2013 Aristotle Award

2013 Aristotle Award Winner, Professor James and Joyce Harris at TECHCON 2013

[Note: The following is the presentation of the 2013 Aristotle Award by Larry Sumney, SRC President and CEO, at TECHCON 2013.]

The Call for Nominations for the Aristotle Award begins as follows:

“A primary goal of SRC is to produce advanced degree students with the capability to work effectively in the semiconductor industry.  The Aristotle Award … recognizes SRC-supported faculty whose deep commitment to the educational experience of SRC students has had a profound and continuing impact on their professional performance and, consequently, a significant impact for members over a long period of time.  The Aristotle Award is intended to acknowledge outstanding teaching in its broadest sense, emphasizing student advising and teaching during the research project thereby contributing to the maturation of the student.”

The Aristotle Award was authorized by the SRC Board of Directors in 1995 to recognize professors who best contribute to the development of the industry’s most valuable resource, its human resource.  The list of winners of the Aristotle speaks volumes about the quality of SRC researchers and the high standard set for SRC students.  The awards have been made to some of the most exemplary university faculty in this country, and this year’s award continues that tradition.  Professor James Harris of Stanford University is eminently qualified to receive the 2013 Aristotle Award.

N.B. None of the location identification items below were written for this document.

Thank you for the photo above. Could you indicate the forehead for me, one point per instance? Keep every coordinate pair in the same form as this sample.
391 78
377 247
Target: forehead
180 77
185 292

Following his dozen years as a researcher at Rockwell, he has produced 116 PhD’s, working in many diverse areas. Of his PhDs, 64 work in the semiconductor industry (including 7 at Intel, 5 at IBM, 3 at Applied Materials, plus over 20 at start-up companies). Several have started their own companies based on the technology they themselves developed with the roots of this technology going back to their time and experiences in the Harris group. He has also mentored a large group of postdocs, who have gone on to industrial or academic careers. Jim’s academic descendants include over 36 professors now at top domestic and foreign universities; MIT, Illinois, Princeton, Columbia, Cornell, Notre Dame, Oxford, Seoul National, Delft, KAIST and Humboldt, to name just a few. Many of those professors have become SRC funded researchers.

Jim has a gentle, but very deliberate style of mentoring and is known to those in his group as “the Coach”. He supervises graduate students and postdocs from multiple departments – Electrical Engineering, Applied Physics, Physics, and Materials Science. It is this diversity of backgrounds that is the platform for a collaborative and inventive atmosphere of student learning and student responsibility.

Jim’s group structure emphasizes hands-on experience by allowing the students and postdocs to have the unique opportunity to take charge of a piece of lab equipment, ranging from the key molecular beam epitaxy system to photolithography. By owning a piece of equipment they are each responsible for its maintenance and repair along with the training of the next generation of students on its use and care. This hands-on learning approach gives students invaluable experience in fabrication equipment, making key lab improvements, and confidence to tackle any technical obstacle they might encounter.

Jim’s extensive industry connections have allowed him to create opportunities for students to interact with people from industry and research institutions and begin to build a network that will benefit them in both their professional and academic careers. Virtually all of his students receive multiple offers and are heavily recruited.  

Jim is known to say that you “never truly escape” from his group. Many of his former students sought his counsel during the telecom bust when they found themselves suddenly unemployed. They returned to visit their “Coach” for a pep talk and to seek his counsel on where to look for jobs. He dedicated much effort going through his enormous list of contacts to help his former students find new positions. This is what separates Jim from just another thesis advisor; he is truly invested in his students and is their advisor for life.

Professor Harris, we applaud you for 30 years of  dedication to teaching, advising and mentoring students and it is with great pleasure that I present you with the 2013 Aristotle Award on behalf of SRC and SRC members.